The Innkeeper

Joseph and Mary with baby

The couple turned up on the doorstep well after the sun had gone down. They weren’t peasants, but they weren’t flush with money, either. He was leading the donkey on which his wife (at least I assumed she was his wife) sat. She was heavily pregnant.

I told them that we were booked out. They said that I was their last hope, but I said that it was this census, see, and business is business. Sometimes you have vacancies, and sometimes you don’t.

Can’t be soft hearted about it.

But then the young girl groaned. Oh lord, I thought, the baby’s coming. I only had one vacant space. Well, vacant apart from some livestock.

“There’s a stable out the back. You can doss there. I won’t charge you room rates.” I felt generous. Besides which this would be a bonus, a bit of unexpected extra money.

I ushered them into the stable and left them there to settle in the best they could.

When I got back Miriam (the wife) came down from tending to some patrons. I told her about our new ‘guests’. She was furious.

“How can you do that to a woman about to give birth? You might have at least found some warm corner in the parlour for the poor lass.”

It didn’t matter what I said, I couldn’t placate her. This census business wasn’t going to last forever. Pretty soon we’d be back to scrounging what we could from passing trade, and every denarius counted. But she wasn’t interested. That’s the way it is with women. They don’t understand business. But I’m the one who has to bring in the money.

“I’m going round there to see how she’s doing.” she said, and gathered up some clean rags and a bucket of hot water from the pot on the fire.

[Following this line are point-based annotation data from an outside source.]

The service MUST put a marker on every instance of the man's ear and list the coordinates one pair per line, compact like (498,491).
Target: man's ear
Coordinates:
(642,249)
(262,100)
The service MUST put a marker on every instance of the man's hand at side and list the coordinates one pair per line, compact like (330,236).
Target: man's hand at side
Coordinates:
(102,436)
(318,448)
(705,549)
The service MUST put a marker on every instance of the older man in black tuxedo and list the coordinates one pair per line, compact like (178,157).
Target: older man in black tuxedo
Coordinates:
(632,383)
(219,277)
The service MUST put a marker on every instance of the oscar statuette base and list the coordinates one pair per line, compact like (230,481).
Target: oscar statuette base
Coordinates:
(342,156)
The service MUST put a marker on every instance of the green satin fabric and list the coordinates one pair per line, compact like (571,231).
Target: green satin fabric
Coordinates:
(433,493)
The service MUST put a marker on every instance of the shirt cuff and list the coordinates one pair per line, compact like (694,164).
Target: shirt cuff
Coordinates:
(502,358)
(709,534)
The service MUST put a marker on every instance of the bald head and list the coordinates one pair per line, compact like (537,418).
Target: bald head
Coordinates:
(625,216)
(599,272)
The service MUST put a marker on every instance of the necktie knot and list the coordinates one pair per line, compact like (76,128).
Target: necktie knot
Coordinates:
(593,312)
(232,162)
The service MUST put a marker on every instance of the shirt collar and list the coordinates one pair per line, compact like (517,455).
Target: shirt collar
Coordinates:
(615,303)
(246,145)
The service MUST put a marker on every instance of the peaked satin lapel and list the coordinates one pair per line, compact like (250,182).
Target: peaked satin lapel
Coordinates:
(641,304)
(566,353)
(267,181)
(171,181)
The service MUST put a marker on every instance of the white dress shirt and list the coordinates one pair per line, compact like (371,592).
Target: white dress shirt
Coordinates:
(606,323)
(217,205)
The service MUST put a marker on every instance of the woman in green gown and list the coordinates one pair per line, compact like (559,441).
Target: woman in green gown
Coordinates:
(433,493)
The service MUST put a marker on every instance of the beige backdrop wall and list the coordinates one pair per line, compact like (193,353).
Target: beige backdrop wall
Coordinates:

“Hey!” I said, “That’s for our guests!”

“These people are our guests!” she shot back, and huffed out of the front door, leaving me to draw some extra water to replace what she took.

She came back a couple of hours later, looking all soft and maternal.

“It’s a boy.” she said, “and he’s beautiful.”

Oh please don’t go all clucky on me, I thought, five is already enough.

“And by the way, they have visitors.”

“Visitors!? Who?”

“Some shepherds from the hill country, with a couple of lambs.”

“What! They can’t just come swanning in, expecting me to give them warm place sleep and provide free fodder for their sheep!! Hay doesn’t grow on trees, you know!”

Before she could reply I hurried out the door and round to the stable, only to be passed by three men leaving it.

“It’s a boy, a beautiful boy. A king!” they called as they passed me, “The angels were right.”

But I only had one thing on my mind. “Oi!” I called after them, “You owe me some money! You can’t just leave your sheep there and take off without paying!”

But they had gone (or should I say, skipped) past me and were talking and laughing so loudly that they didn’t hear me.

And what was all that palaver about angels and a king? Ho! Just wait ’til Herod hears about that one! That’s dangerous talk!

I ducked through the door of the stable. Sure enough, there were the lambs scrounging hay from the floor. The donkey stood dozing in the corner, and the other animals quietly chewed their cud in their stalls. The main feed box, however, was in use. It had become a sort of cradle for the new born child. His mother sat next to it, crooning softly to the baby, who slept peacefully.

The man said, “Thank you for your kindness. It’s lovely and warm in here.”

All my bluster went out of me. I mean, how can you lay down the law when you’re confronted with that?

I knelt by the manger to get a closer look at the baby, and to meet the soft eyes of his mother.

I thought, I’d better get out of here before I go clucky too.

It still took some time for me to tear myself away.

When I got back into the inn, Miriam was there, waiting. It must have been the dreamy look in my eyes or something, because she simply nodded and said, “You too.”

Since then I’ve thought a lot about that night, of angels – well, there was a soft glow about the stable – and of kingship. Could a king, like Herod for instance, do that to me – soften my heart like that? I doubt it. It took the innocence of a newborn child, the knowing eyes of his mother, and the generosity of his father to do that.

So the census came and went, business went back to usual, but now I don’t seem to stress about it so much. I have the feeling that there will always be enough for us.

Oh yes – and number six is on the way.